Is the Sun driven by two dynamos, each running on slightly different 11 year cycles?
Many people are talking about a new forecast of a mini-ice age (which seems to be an increasingly popular thing to predict.)
This one comes from a paper published last year but presented at the Royal Astronomical Society last week.
Shepard, Zharkov and Zharkova may have gotten us a step closer to understanding why the solar cycle varies in length from 8 to 14 years. Since the level of solar activity correlates with both the the length of the current solar cycle and the surface temperatures on Earth one solar cycle later (the notch-delay theory, and see the work of David Archibald), it may make it possible to predict the climate decades in advance.
(With the caveat that this new study is still a model, correlation is not causation, etc.)
One of the better descriptions comes from Astronomy Now.
The Sun, like all stars, is a large nuclear fusion reactor that generates powerful magnetic fields, similar to a dynamo. The model developed by Zharkova’s team suggests there are two dynamos at work in the Sun; one close to the surface and one deep within the convection zone.
They found this dual dynamo system could explain aspects of the solar cycle with much greater accuracy than before — possibly leading to enhanced predictions of future solar behaviour. “We found magnetic wave components appearing in pairs; originating in two different layers in the Sun’s interior.

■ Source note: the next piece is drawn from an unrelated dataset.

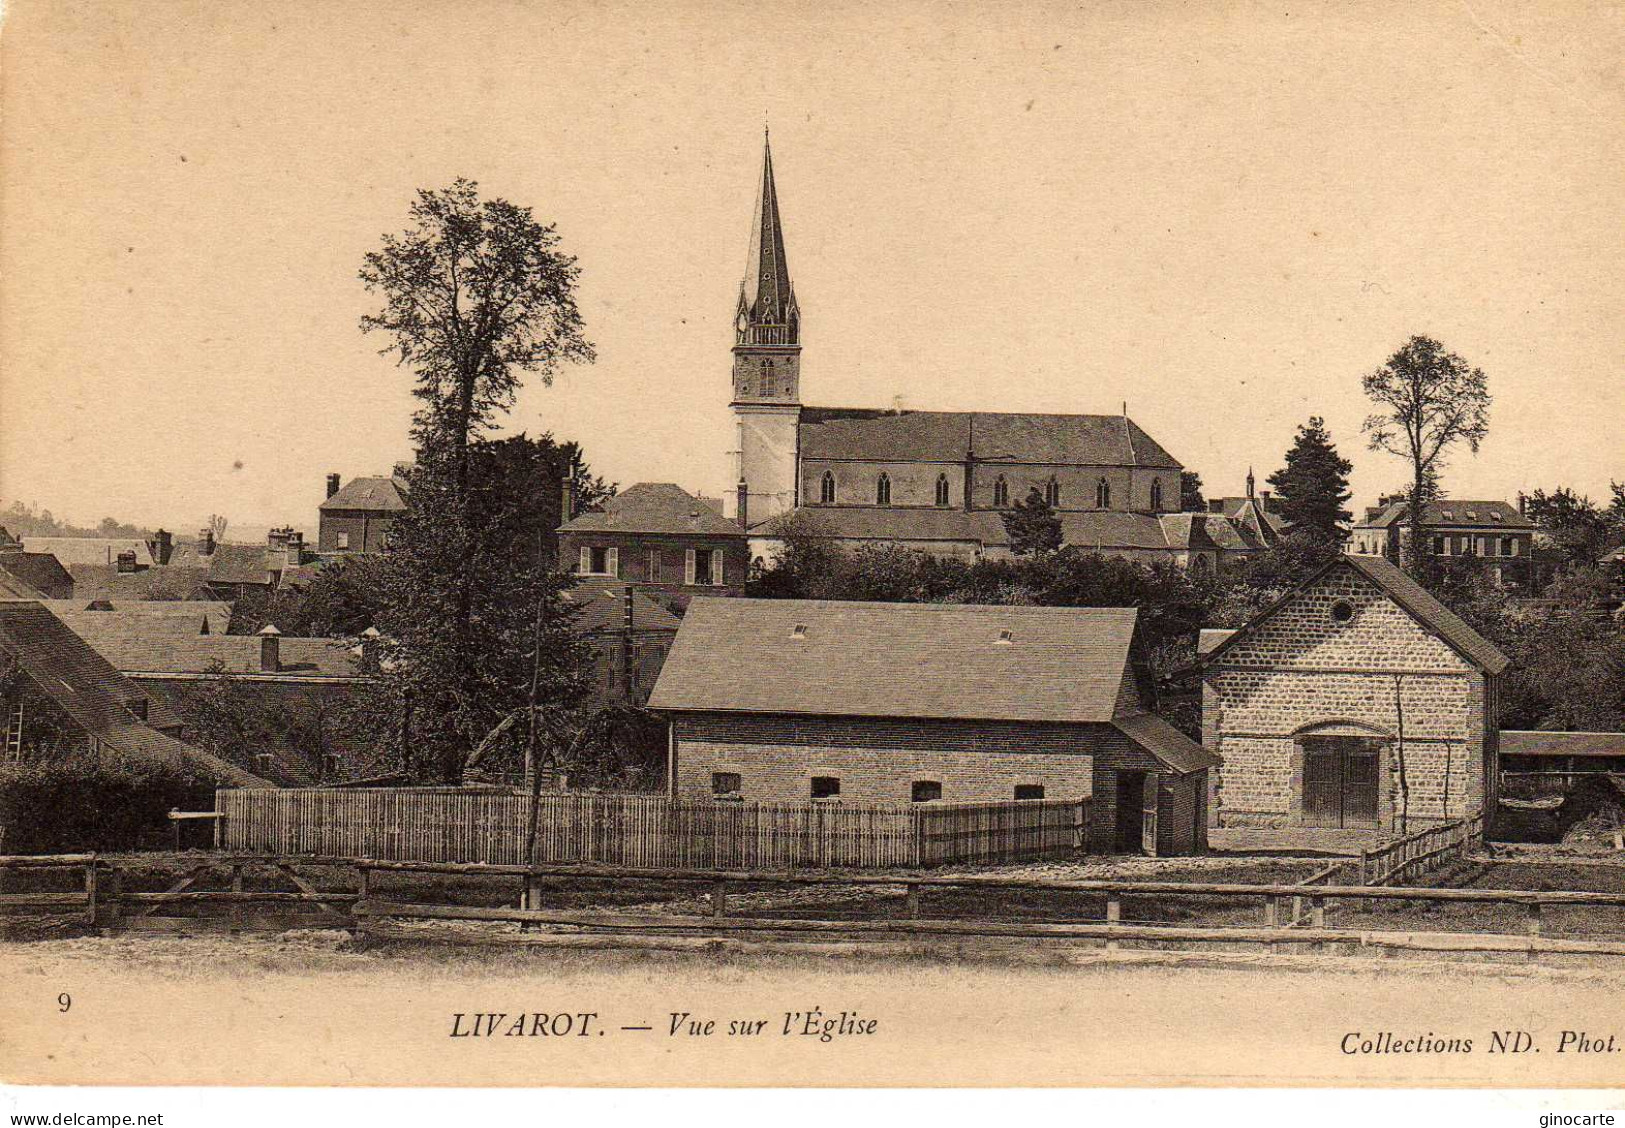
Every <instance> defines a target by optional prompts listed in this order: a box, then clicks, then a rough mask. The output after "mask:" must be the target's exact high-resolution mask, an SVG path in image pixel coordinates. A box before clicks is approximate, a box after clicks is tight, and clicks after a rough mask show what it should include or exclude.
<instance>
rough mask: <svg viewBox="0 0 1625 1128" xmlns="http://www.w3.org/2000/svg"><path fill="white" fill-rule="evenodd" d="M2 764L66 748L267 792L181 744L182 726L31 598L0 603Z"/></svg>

They both have a frequency of approximately 11 years, although this frequency is slightly different [for both] and they are offset in time,” says Zharkova.
The two magnetic waves either reinforce one another to produce high activity or cancel out to create lull periods.
With the Sun, we struggle for good data. Shepard et al only have three sunspot cycles of magnetic field data to go on but used the longer sunspot records as well.